DocumentBuilderFactory dbf = DocumentBuilderFactory.newInstance();
DocumentBuilder db = dbf.newDocumentBuilder();
Document doc = db.parse(xmlFile);
XPath xp = XPathFactory.newInstance().newXPath();
String value = xp.evaluate("/path/to/element/text()", doc);
// .. reuse xp to get other values as required
In other words, basically you:
get your XML into a Document object, via a DocumentBuilder;
create an XPath object;
repeatedly call XPath.evaluate(), passing in the path of the element(s) required and your Document.
As you see, there's a little bit of fiddliness in getting hold of your Document object and like all good XML APIs, it throws a plethora of silly pointless checked exceptions. But apart from that, it's fairly no-nonsense for parsing simple small to medium XML documents whose structure is relatively fixed.
OK, so I settled on a solution that (to me) seemed to address my needs in the most reasonable way. My apologies to the other suggestions, but I just liked this route better because it kept most of the parsing-rules as annotations and what little procedural-code I had to write was very minimal.
I ended up going with JAXB; initially I thought JAXB would either create XML from a Java-class or parse XML into a Java-class but only with an XSD. Then I discovered that JAXB has annotations that can parse XML into a Java-class without an XSD.
The XML-file I'm working with is huge and very deep, but I only need bits and bites of it here and there; I was worried that navigating what maps to where in the future would be very difficult. So I chose to structure a tree of folders modeled after the XML... each folder maps to an element and in each folder is a POJO representing that actual element.
Problem is, sometimes there is an element who has a child-element several levels down which has a single property I care about. It would be a pain to create 4 nested-folders and a POJO for each just to get access to a single property. But that's how you do it with JAXB (at least, from what I can tell); once again I was in a corner.
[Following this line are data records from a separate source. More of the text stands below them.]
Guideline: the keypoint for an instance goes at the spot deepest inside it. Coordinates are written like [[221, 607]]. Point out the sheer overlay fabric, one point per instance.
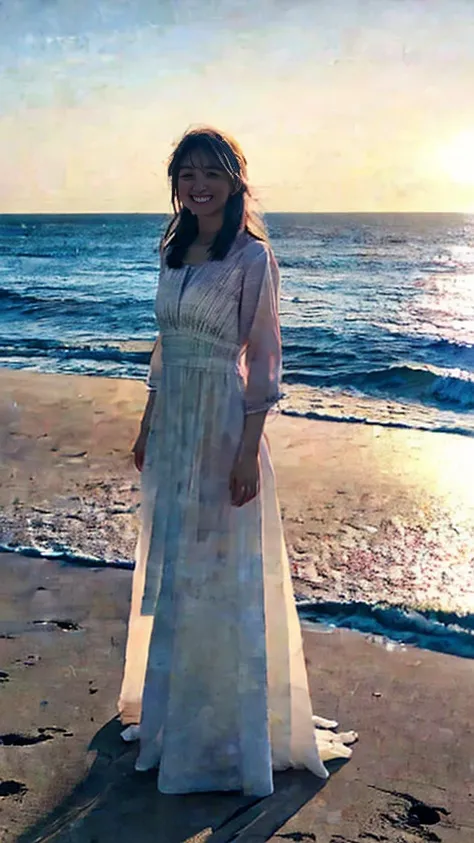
[[215, 685]]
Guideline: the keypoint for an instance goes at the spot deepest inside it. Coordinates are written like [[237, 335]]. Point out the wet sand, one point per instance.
[[67, 777], [371, 514], [352, 498]]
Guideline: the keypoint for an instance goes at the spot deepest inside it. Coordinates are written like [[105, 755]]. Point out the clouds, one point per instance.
[[335, 103]]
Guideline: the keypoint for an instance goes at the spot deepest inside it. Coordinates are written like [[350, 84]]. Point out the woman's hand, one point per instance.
[[244, 481], [138, 449]]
Then I stumbled on EclipseLink's JAXB-implementation: Moxy. Moxy has an @XPath annotation that I could place in that parent POJO and use to navigate several levels down to get access to a single property without creating all those folders and element-POJOs. Nice.
So I created something like this: (note: I chose to use getters for cases where I need to massage the value)
// maps to the root-"xml" element in the file
@XmlRootElement( name="xml" )
@XmlAccessorType( XmlAccessType.FIELD )
public class Xml {
// this is standard JAXB
@XmlElement;
private Item item;
public Item getItem() {
return this.item;
}
...
}
// maps to the "<xml><item>"-element in the file
public class Item {
// standard JAXB; maps to "<xml><item id="...">"
@XmlAttribute
private String id;
public String getId() {
return this.id;
}
// getting an attribute buried deep down
// MOXY; maps to "<xml><item><rating average="...">"
@XmlPath( "rating/@average" )
private Double averageRating;
public Double getAverageRating() {
return this.average;
}
// getting a list buried deep down
// MOXY; maps to "<xml><item><service><identification><aliases><alias.../><alias.../>"
@XmlPath( "service/identification/aliases/alias/text()" )
private List<String> aliases;
public List<String> getAliases() {
return this.aliases;
}
// using a getter to massage the value
@XmlElement(name="dateforindex")
private String dateForIndex;
public Date getDateForIndex() {
// logic to parse the string-value into a Date
}
}
Also note that I took the route of separating the XML-object from the model-object I actually use in the app. Thus, I have a factory that transforms these crude objects into much more robust objects which I actually use in my app.
You can use SAXParser or STAXParser. If you can afford some more amount of memory, then you can also afford to use DOMParser. I would advise STAXParser would be best for you.